Llegaba el final de curso. Los días eran cada vez más largos y calurosos y muchos compañeros habían dejado de asistir a clase y resultaba agotador aquel calor en las aulas. A los ruines no se les veía el pelo y los profesores, al igual que nosotros, deseaban que llegara el día después y el comienzo del verano porque suponía el final de las clases y del curso. Habían sido dos años difíciles en medio de aquella pandemia. El anterior, con la mitad del curso a través de los ordenadores o, como se dice a lo anglosajón, on line, saturados de tareas que había que entregar por correo electrónico y con clases a través de videollamadas. Y este curso todo el día con la santa mascarilla, continuamente vigilados por los profesores para comprobar si guardábamos las distancias, todo el santo día recordándonos que había que ponerse el fastidioso gel hidroalcohólico y prohibiendo prestarnos el material y los libros.

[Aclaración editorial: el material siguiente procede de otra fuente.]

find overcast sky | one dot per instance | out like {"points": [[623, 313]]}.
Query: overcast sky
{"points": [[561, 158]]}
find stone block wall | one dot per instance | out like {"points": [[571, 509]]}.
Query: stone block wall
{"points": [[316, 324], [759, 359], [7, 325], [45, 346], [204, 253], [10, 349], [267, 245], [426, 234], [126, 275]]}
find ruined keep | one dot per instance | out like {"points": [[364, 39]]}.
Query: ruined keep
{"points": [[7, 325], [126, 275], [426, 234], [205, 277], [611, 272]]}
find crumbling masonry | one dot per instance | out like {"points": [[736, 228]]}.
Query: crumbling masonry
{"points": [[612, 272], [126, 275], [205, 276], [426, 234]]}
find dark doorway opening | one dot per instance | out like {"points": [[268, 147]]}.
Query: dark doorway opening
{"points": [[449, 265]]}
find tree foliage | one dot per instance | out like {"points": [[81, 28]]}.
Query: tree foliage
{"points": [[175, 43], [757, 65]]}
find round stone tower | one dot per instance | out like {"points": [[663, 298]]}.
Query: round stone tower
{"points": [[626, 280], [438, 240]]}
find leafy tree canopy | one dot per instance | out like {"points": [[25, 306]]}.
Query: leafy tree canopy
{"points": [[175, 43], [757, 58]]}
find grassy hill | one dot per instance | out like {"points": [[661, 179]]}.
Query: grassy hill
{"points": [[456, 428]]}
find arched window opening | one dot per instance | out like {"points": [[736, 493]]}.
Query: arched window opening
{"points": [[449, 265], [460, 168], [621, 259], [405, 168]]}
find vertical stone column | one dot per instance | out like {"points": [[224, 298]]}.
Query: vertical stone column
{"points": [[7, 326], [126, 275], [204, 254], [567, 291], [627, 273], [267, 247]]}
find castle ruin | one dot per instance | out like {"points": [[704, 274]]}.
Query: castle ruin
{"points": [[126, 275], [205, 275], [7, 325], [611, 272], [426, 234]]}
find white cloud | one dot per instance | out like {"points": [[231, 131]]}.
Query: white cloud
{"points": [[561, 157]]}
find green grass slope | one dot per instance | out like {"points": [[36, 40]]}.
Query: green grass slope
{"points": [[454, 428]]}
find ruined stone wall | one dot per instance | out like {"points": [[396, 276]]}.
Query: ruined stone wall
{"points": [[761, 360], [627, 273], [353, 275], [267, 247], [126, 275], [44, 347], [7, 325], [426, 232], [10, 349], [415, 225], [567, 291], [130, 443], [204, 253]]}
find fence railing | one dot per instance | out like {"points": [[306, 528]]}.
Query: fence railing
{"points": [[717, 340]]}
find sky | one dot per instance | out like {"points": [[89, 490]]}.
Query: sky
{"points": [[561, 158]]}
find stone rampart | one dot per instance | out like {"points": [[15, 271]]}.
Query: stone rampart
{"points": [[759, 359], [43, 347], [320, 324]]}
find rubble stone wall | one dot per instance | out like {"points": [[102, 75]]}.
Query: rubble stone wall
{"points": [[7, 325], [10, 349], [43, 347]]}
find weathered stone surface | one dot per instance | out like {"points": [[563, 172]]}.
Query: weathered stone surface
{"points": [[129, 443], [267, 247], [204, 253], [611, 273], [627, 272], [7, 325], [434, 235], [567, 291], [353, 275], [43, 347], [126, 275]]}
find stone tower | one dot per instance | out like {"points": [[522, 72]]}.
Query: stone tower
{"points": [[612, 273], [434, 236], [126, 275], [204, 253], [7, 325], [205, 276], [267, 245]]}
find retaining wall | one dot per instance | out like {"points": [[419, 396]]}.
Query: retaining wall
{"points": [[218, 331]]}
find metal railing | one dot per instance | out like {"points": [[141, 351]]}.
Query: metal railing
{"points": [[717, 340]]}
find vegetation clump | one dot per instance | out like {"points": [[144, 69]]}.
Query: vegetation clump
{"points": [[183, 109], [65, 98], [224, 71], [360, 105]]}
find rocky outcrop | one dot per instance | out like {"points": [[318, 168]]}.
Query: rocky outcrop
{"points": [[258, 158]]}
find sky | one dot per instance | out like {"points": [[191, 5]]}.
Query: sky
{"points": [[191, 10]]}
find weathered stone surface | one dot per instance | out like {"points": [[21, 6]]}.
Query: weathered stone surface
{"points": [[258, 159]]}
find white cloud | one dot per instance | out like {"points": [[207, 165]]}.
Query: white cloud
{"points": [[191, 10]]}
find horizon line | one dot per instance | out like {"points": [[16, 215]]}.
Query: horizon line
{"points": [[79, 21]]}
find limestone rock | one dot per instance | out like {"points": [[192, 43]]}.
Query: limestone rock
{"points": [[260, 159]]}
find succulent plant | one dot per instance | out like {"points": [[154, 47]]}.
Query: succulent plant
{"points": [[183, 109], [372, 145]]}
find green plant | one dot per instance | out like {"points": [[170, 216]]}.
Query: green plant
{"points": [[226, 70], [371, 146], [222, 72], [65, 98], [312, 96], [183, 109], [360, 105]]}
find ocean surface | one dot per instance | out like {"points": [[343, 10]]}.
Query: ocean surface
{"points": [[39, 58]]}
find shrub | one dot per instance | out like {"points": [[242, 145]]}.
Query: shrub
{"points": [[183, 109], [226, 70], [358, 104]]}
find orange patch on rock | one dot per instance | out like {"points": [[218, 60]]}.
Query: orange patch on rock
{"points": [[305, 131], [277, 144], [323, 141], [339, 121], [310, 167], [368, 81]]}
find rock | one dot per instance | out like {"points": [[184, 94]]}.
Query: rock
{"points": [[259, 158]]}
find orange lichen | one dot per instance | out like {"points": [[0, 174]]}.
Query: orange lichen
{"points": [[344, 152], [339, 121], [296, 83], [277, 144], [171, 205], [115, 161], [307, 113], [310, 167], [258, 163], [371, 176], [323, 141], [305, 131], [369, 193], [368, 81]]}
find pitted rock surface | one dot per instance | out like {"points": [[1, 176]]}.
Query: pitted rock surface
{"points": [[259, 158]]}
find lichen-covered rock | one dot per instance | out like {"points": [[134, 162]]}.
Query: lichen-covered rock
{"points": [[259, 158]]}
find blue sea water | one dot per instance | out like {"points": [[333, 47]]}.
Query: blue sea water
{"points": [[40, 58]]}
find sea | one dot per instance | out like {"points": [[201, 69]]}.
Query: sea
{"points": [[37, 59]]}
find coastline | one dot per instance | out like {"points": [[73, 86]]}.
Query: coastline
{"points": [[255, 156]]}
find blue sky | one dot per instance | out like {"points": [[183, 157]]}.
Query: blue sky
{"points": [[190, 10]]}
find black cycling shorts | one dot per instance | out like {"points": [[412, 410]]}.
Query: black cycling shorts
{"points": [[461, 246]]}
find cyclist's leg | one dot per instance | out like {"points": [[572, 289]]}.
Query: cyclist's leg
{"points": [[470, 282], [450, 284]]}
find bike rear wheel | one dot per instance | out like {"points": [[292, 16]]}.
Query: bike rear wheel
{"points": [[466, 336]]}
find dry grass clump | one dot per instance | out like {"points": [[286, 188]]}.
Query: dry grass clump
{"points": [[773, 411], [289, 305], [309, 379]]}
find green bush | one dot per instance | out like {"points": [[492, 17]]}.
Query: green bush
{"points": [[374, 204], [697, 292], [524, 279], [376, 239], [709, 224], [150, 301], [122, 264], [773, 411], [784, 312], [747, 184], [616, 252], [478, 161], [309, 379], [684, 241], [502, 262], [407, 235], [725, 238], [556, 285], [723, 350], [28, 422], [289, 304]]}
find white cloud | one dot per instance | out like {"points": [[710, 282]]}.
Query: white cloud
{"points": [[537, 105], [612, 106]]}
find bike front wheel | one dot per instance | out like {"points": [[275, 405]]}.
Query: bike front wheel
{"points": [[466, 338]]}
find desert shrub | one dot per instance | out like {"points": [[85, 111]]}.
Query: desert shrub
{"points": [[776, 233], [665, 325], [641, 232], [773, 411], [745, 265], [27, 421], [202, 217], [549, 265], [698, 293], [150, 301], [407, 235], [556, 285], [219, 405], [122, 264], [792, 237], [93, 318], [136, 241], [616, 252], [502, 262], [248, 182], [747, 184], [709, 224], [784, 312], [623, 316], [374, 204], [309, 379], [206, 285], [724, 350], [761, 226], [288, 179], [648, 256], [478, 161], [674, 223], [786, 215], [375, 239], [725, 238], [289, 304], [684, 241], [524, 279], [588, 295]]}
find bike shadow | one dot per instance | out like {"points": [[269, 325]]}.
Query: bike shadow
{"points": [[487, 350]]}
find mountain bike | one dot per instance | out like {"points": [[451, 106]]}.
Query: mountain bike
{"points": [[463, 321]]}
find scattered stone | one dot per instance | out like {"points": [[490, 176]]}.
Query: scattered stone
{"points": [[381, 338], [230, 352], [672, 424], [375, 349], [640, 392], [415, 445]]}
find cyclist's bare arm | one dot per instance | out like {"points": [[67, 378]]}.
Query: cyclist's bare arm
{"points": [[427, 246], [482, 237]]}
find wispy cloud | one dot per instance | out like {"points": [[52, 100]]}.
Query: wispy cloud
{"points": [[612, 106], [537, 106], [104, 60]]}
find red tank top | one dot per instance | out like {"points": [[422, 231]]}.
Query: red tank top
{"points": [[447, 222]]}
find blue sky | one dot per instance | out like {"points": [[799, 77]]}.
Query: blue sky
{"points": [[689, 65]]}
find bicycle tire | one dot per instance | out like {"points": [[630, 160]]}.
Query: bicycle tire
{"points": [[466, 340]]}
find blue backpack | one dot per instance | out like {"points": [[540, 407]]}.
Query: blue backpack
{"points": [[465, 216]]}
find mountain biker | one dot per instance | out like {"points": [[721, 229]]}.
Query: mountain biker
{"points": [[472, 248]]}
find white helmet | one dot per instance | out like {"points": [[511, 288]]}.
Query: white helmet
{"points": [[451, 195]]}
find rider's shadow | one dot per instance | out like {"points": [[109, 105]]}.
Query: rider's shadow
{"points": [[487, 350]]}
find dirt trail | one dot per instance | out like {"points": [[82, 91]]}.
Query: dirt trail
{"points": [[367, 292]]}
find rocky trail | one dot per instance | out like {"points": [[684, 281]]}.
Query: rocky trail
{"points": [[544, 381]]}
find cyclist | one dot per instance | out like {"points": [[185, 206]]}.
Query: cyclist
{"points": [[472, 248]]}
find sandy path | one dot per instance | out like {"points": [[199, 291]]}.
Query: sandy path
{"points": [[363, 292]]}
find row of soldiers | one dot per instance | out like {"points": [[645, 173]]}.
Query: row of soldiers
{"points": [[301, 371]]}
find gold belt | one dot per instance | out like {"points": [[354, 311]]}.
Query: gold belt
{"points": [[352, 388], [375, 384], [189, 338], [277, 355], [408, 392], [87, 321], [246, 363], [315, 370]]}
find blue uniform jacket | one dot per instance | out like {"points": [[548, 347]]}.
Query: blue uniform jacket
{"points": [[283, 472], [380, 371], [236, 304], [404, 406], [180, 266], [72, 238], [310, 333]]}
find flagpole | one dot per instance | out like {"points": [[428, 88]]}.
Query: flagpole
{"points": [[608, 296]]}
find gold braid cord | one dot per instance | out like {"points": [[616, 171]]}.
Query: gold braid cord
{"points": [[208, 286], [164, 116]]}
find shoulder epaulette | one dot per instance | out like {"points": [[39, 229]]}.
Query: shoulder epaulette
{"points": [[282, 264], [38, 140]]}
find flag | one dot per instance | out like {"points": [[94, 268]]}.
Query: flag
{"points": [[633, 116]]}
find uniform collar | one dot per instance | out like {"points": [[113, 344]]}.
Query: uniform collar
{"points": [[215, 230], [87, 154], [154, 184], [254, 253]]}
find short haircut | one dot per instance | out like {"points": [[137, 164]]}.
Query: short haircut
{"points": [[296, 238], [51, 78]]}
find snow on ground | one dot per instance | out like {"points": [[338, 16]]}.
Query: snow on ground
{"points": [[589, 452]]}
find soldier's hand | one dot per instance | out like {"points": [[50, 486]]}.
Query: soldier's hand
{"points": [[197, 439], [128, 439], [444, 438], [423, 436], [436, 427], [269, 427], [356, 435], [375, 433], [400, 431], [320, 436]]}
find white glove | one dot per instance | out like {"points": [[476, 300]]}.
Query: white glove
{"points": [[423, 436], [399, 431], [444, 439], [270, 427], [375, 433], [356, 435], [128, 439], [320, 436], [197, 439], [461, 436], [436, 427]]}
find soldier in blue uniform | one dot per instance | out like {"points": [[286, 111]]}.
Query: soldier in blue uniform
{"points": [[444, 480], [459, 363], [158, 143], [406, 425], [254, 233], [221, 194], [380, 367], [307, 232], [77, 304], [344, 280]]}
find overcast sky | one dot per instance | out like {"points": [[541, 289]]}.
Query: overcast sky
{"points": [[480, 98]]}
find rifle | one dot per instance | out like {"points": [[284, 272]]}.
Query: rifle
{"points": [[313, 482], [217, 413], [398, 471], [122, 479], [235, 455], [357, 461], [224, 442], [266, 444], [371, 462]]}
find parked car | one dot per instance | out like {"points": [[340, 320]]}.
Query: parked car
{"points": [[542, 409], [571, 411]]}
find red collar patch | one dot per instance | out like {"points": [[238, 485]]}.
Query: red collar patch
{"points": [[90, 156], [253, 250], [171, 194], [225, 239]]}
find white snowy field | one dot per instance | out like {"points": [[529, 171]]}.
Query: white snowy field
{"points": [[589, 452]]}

Una de las cosas mejores de este año fue que en las clases habíamos sido bastantes menos alumnos por aula y eran algo más cortas. Hubo casos de contagios entre los compañeros, pero todos se habían dado fuera del centro y las cuarentenas de algunos alumnos y profesores nunca hicieron que se suspendiera clase alguna. Y la verdad es lo mejor que nos había pasado porque aquello de estar encerrado y con clases en casa era una pesadez.

Un sábado antes de terminar el curso, decidimos hacer una ruta de senderismo un sábado. A aquella aventura la llamamos «viaje al centro de la Tierra» porque el sendero discurría por un barranco y al final había una galería de la que se extraía agua del interior de la isla. El barranco tenía el nombre de La Gambuesa[11] y estaba en una localidad cercana.


[8]. Cf. Memoria de otras epidemias en Canarias | Blog del archivo de El Museo Canario (wordpress.com).

Cf. Grandes epidemias en Tenerife (1) – El Día (eldia.es).

[9]. Cf. Microsoft Word – Artà culo-ALUVIÃfiN 1826 EN CANDELARIA (octaviordelgado.es).

[10]. Ibíd. 6. La copia facsímil fue encargada por Juan Bautista de Aponte, primer marqués de Adeje, y colocada en la Iglesia Parroquial de Santa Úrsula, situada en dicha localidad.

[11]. Topónimo guanche que quería indicar el lugar donde se concentraban las cabras que quedaban sueltas tras el pastoreo y para controlar a los cabritos nacidos en libertad.